Bit Twiddling Hacks (2005) - thealphanerd
http://graphics.stanford.edu/~seander/bithacks.html

======
fubarred
Neat. Also here's some other sources beyond the usual CS bookshelf suspects:

[http://www.hackersdelight.org/](http://www.hackersdelight.org/)

[http://www.inwap.com/pdp10/hbaker/hakmem/hakmem.html](http://www.inwap.com/pdp10/hbaker/hakmem/hakmem.html)

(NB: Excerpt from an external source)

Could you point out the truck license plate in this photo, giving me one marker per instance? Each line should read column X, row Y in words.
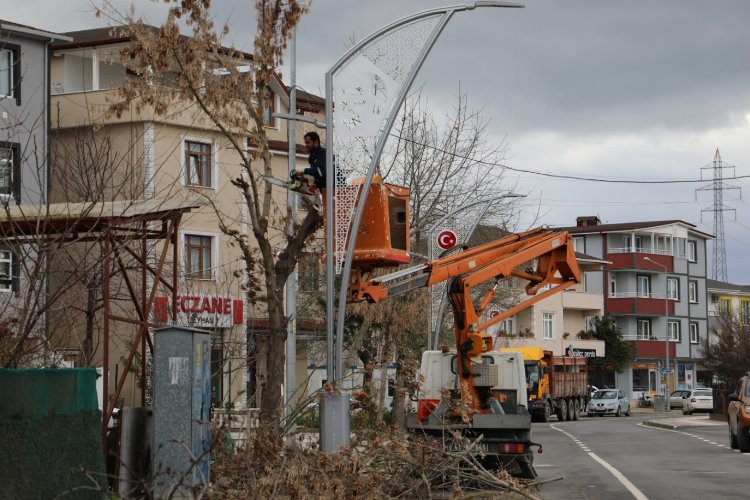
column 481, row 446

(We recently had to grab the C standards in order to bust out some integer
under/overflow macros that wouldn't be brittle.)

------
viraptor
There's also a lot of 64-bit hacks on pages related to chess programming (8x8
boards). For example:
[https://chessprogramming.wikispaces.com/Bitboards](https://chessprogramming.wikispaces.com/Bitboards)

And my faviourite bit hack question on SO:
[https://stackoverflow.com/questions/14537831/isolate-
specifi...](https://stackoverflow.com/questions/14537831/isolate-specific-row-
column-diagonal-from-a-64-bit-number)

------
new299
It's an awesome page.

I would guess one of the reasons it's here though is that it's almost required
reading for Google interviews, #DetermineIfPowerOf2 is a particular favorite.

------
drv
Another resource in the same vein (it links to this page, among others):

[http://aggregate.org/MAGIC/](http://aggregate.org/MAGIC/)

------
dang
This has been popular over the years, but hasn't had attention on HN in a
while:

[https://hn.algolia.com/?q=bit+twiddling+hacks#!/story/foreve...](https://hn.algolia.com/?q=bit+twiddling+hacks#!/story/forever/0/bit%20twiddling%20hacks)

We put 2005 on it, though the Internet Archive says there were earlier
versions.

------
aosmith
He should pay bounties in BTC...